World English Bible translation
1:9It happened in those days, that Jesus came from Nazareth of Galilee, and was baptized by John in the Jordan. 1:10 Immediately coming up from the water, he saw the heavens parting, and the Spirit descending on him like a dove. 1:11 A voice came out of the sky, "You are my beloved Son, in whom I am well pleased."
1:12Immediately the Spirit drove him out into the wilderness. 1:13 He was there in the wilderness forty days tempted by Satan. He was with the wild animals; and the angels ministered to him.
In Today's Scripture, Mark succinctly tells the story of the baptism of Jesus and his temptation in the wilderness. Here we have yet another example of Mark brevity. He tells the story as it has been given to him without elaboration. If Mark was based primarily in Rome, his access to other primary sources of what had happened in Palestine 30 years before would have been limited. So, Mark the faithful interpreter passes along the words that he has heard and no more.
Jesus came down from Galilee and was baptized by John. Signs and wonders attended His baptism. Jesus then goes into the wilderness for forty days to be prepared for what was to come. Let us look behind the sparse words and see what Mark is trying to communicate about this initial phase of the ministry of Christ.
The first thing that should stand out is that this passage contains the second and third reference in a very short space to the Spirit of God. John has declared that the one that will follow him will baptize with the Holy Spirit. Now we are told that the Spirit descended on Jesus in the form of a dove after He was baptized. Not only that, but the Spirit drives Jesus into the wilderness after His baptism. We meant to quickly grasp that the Spirit will be an active force in the ministry of Jesus of Nazareth. The Spirit of God is God's seal of approval. We know that God is at work through the presence of God's Spirit.
The second thing that should stand out is the second reference to who Jesus is. The very first verse of this gospel reads, "The beginning of the gospel of Jesus Christ, the Son of God." Now Mark tells us that at the time of His baptism, a voice came down from the sky saying, "'You are my beloved Son, in whom I am well pleased.'" Mark makes clear from the very beginning that we are talking about a unique individual here. In the person of Jesus Christ we find a man unlike other men. This man is the Son of God.

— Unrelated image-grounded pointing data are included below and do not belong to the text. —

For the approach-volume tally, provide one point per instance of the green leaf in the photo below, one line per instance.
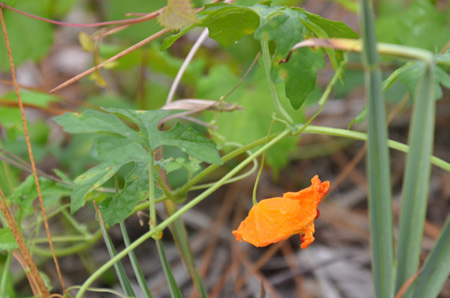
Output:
(190, 141)
(335, 56)
(26, 193)
(332, 28)
(301, 74)
(9, 2)
(118, 150)
(117, 208)
(182, 136)
(39, 36)
(86, 41)
(7, 240)
(254, 96)
(436, 270)
(92, 121)
(284, 27)
(89, 181)
(227, 23)
(178, 14)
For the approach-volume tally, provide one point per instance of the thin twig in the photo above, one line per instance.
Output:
(121, 54)
(113, 58)
(30, 151)
(34, 277)
(185, 64)
(146, 17)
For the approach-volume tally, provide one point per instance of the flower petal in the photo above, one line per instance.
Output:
(276, 219)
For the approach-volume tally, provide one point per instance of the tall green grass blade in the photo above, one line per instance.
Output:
(173, 287)
(416, 180)
(182, 242)
(4, 279)
(437, 267)
(120, 271)
(135, 264)
(378, 171)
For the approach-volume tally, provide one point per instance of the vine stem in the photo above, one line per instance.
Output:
(178, 213)
(30, 151)
(185, 64)
(273, 90)
(144, 18)
(151, 193)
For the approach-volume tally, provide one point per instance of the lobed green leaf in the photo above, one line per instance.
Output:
(92, 121)
(117, 208)
(89, 181)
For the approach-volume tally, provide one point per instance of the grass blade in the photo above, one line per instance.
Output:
(437, 267)
(120, 271)
(378, 170)
(173, 287)
(182, 242)
(416, 180)
(135, 264)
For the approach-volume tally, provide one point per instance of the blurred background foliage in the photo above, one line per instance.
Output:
(141, 80)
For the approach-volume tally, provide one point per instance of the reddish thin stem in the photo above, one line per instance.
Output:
(30, 151)
(146, 17)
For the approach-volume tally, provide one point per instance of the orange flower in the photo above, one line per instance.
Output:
(276, 219)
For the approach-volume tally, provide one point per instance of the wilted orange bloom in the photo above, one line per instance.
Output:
(276, 219)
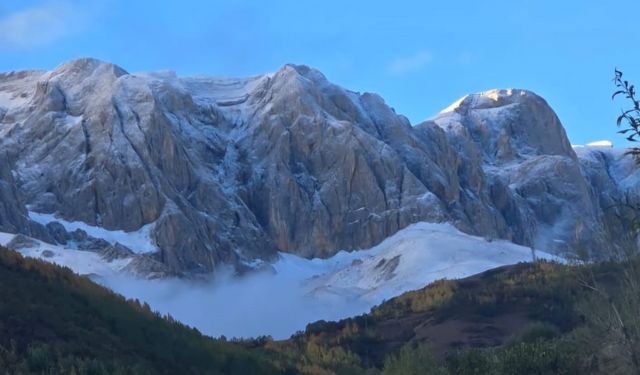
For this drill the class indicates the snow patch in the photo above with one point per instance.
(138, 241)
(85, 263)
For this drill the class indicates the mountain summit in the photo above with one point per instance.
(218, 171)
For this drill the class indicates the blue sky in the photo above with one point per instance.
(419, 55)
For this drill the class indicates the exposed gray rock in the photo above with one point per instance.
(147, 267)
(21, 241)
(58, 232)
(226, 171)
(116, 251)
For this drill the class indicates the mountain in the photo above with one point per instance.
(302, 290)
(212, 171)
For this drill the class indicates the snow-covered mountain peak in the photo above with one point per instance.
(230, 170)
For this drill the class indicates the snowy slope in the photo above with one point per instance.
(302, 290)
(82, 262)
(138, 241)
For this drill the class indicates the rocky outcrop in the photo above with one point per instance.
(227, 171)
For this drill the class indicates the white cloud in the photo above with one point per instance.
(410, 64)
(40, 25)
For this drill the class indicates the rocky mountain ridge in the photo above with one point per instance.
(231, 171)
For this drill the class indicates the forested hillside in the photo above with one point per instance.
(55, 322)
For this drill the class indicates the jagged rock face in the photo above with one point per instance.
(532, 174)
(232, 170)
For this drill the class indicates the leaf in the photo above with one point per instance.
(617, 93)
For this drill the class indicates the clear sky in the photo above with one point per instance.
(419, 55)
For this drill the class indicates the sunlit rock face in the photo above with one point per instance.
(230, 171)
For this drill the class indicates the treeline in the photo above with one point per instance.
(53, 321)
(564, 327)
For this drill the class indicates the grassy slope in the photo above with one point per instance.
(481, 311)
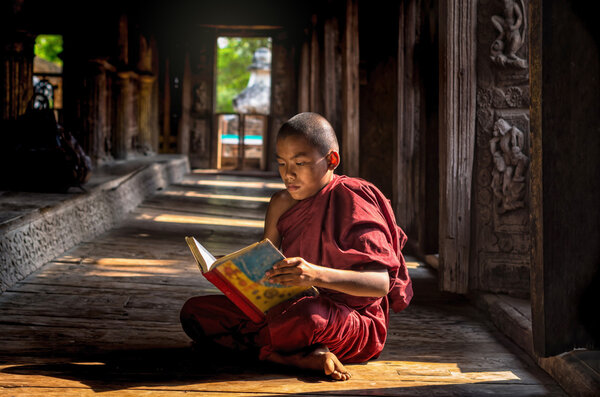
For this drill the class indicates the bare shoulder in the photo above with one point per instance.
(280, 203)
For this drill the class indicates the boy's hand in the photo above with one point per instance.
(294, 272)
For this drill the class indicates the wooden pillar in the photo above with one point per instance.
(145, 118)
(126, 116)
(283, 85)
(457, 136)
(145, 94)
(183, 129)
(331, 73)
(406, 169)
(314, 94)
(303, 79)
(350, 86)
(565, 164)
(94, 112)
(17, 75)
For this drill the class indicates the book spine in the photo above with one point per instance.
(235, 296)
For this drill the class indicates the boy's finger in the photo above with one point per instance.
(287, 262)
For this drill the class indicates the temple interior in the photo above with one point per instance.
(127, 125)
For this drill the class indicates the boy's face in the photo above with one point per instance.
(302, 168)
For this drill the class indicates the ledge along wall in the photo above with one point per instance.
(28, 242)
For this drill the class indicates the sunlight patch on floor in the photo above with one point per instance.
(204, 220)
(413, 264)
(218, 196)
(243, 184)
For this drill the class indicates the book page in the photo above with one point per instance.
(207, 257)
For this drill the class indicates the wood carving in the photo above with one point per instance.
(511, 37)
(510, 163)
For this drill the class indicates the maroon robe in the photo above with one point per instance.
(349, 224)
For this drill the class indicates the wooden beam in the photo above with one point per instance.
(457, 135)
(565, 160)
(407, 143)
(350, 86)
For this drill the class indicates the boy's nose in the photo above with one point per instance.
(289, 172)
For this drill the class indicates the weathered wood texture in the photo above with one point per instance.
(103, 318)
(501, 243)
(565, 122)
(16, 66)
(350, 90)
(378, 79)
(407, 178)
(283, 88)
(457, 137)
(202, 140)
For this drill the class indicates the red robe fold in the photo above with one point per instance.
(349, 224)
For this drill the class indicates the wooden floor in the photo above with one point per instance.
(103, 318)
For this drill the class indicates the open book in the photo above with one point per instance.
(241, 276)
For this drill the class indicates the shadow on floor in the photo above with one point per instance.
(171, 367)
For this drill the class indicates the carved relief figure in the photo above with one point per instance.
(511, 36)
(510, 164)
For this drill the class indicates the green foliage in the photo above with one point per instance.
(49, 47)
(233, 58)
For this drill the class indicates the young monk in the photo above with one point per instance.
(339, 235)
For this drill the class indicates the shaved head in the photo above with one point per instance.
(314, 128)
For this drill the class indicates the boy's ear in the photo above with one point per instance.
(333, 160)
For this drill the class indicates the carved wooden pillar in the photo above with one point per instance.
(457, 138)
(17, 75)
(501, 210)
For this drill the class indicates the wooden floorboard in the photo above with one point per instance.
(103, 318)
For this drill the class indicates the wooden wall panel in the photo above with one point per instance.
(457, 137)
(565, 128)
(350, 88)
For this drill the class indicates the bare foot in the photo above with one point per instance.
(319, 359)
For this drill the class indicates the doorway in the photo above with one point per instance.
(243, 92)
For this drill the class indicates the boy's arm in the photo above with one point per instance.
(372, 282)
(280, 203)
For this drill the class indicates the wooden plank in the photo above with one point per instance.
(406, 172)
(331, 78)
(457, 136)
(565, 223)
(105, 319)
(350, 88)
(314, 75)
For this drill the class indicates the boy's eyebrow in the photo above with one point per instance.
(301, 154)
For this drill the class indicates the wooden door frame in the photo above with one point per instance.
(458, 19)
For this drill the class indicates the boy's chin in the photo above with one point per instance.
(298, 195)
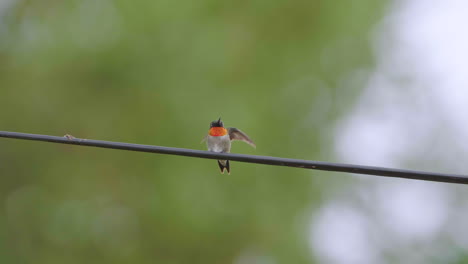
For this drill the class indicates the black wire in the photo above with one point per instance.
(307, 164)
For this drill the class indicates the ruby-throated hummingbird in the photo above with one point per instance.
(219, 140)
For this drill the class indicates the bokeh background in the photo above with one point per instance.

Just as John the Baptist prepared the people for the coming of Christ, the baptism and temptation prepare Christ for His ministry. Even the unique Son of God was to be prepared to accomplish what only He could accomplish. How much more so you or I? First Jesus was baptized and recognized by John the Baptist. The Spirit of God had sent John to prepare the way for the Lord. The Spirit then directs Jesus to John so that John will know that his mission is fulfilled. The time had come for the transfer of authority from the prophet to the Son.
Then the Son was driven into the wilderness for a time of fasting and preparation. He was tempted in the wilderness by Satan. In a poetic turn, Mark tells us that Christ was with the wild animals and that angels ministered to Him. Perhaps His greatest temptation was simply to remain.

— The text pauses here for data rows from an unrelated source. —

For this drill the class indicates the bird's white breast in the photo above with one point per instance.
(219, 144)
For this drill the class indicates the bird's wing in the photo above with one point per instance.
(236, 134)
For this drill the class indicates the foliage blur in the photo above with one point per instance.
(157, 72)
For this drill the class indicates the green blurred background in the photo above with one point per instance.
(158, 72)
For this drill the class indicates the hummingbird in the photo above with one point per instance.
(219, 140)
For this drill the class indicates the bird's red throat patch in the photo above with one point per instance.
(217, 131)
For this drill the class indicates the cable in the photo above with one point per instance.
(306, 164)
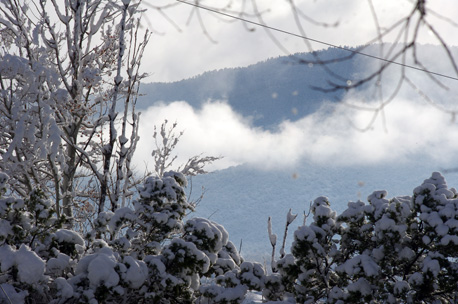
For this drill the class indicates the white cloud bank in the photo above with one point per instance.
(328, 136)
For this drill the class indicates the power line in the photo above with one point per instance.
(317, 41)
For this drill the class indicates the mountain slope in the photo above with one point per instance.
(267, 92)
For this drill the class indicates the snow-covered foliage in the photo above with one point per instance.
(145, 254)
(399, 250)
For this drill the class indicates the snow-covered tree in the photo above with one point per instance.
(399, 250)
(66, 68)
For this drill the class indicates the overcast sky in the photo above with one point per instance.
(176, 54)
(408, 126)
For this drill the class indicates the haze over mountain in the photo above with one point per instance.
(284, 143)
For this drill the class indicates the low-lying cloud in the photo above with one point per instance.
(332, 135)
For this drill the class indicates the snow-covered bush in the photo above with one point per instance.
(400, 250)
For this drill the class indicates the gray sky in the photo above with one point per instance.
(173, 55)
(409, 125)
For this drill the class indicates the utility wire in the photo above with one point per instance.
(317, 41)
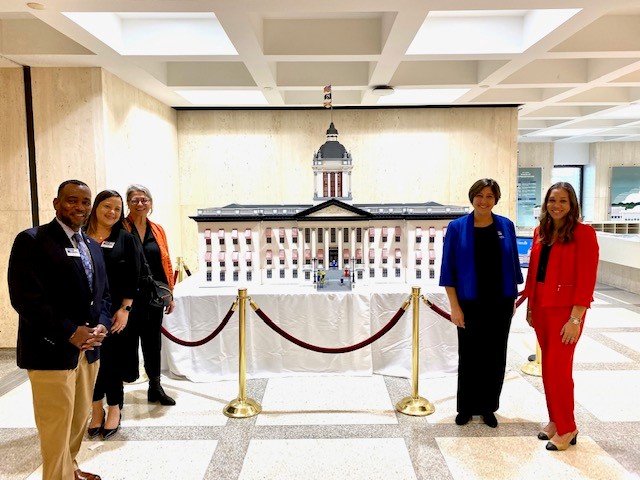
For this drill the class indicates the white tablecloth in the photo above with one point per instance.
(322, 319)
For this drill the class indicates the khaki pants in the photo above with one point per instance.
(61, 406)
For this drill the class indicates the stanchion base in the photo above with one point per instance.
(242, 408)
(532, 368)
(418, 407)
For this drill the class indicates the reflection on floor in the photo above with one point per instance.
(346, 427)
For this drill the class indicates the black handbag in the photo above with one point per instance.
(160, 294)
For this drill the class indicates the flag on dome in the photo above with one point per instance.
(327, 97)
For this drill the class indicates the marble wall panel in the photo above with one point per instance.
(15, 196)
(606, 155)
(140, 145)
(68, 129)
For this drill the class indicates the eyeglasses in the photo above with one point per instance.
(135, 201)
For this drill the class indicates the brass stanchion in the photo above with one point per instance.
(415, 405)
(242, 407)
(534, 368)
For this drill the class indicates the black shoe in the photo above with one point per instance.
(95, 431)
(462, 418)
(156, 393)
(110, 432)
(490, 419)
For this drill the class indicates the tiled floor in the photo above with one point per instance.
(347, 428)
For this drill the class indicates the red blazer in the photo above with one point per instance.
(571, 272)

But for Mark, these pictures are the setting of the stage. The lights have come up and the main character has taken the stage. Though we have a brief glimpse of John the Baptist first, we cannot doubt who the main protagonist of this story is to be. "Immediately coming up from the water, he saw the heavens parting, and the Spirit descending on him like a dove." The spotlight is firmly fixed on Jesus of Nazareth and will never go off of Him for the rest of this book.

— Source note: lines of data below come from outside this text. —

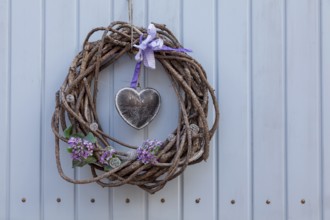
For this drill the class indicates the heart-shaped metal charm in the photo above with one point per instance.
(137, 108)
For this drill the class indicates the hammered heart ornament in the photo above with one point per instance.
(138, 108)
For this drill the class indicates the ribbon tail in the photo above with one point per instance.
(135, 78)
(180, 49)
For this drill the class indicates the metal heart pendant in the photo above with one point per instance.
(137, 108)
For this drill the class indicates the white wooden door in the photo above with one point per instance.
(267, 60)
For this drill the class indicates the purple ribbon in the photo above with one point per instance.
(146, 52)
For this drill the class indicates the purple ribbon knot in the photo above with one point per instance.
(146, 52)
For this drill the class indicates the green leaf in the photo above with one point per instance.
(67, 132)
(81, 135)
(90, 137)
(90, 159)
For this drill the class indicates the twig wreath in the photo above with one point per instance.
(151, 165)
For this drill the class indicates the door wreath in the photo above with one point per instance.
(152, 164)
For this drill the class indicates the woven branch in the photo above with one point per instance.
(189, 83)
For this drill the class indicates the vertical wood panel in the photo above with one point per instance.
(123, 72)
(25, 110)
(60, 48)
(200, 180)
(268, 109)
(4, 107)
(234, 145)
(303, 110)
(166, 120)
(325, 57)
(100, 16)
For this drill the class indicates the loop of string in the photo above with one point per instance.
(130, 18)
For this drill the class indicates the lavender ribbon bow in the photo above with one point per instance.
(146, 52)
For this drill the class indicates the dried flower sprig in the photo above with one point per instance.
(148, 151)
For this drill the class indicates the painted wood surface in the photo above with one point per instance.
(268, 62)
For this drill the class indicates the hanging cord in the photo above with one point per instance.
(130, 18)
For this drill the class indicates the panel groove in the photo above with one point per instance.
(285, 109)
(250, 107)
(321, 147)
(42, 108)
(8, 108)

Before we know anything else about Him, we know that He is chosen by God and led by the Spirit of God. Here is the beginning of the gospel of Jesus Christ. He was the unique Son of God, sent by God and approved by the work of the Spirit. "'You are my beloved Son, in whom I am well pleased.'"
How has God prepared you in the past for challenges you would face in the future? Did you look upon the preparation with thankfulness or bitterness?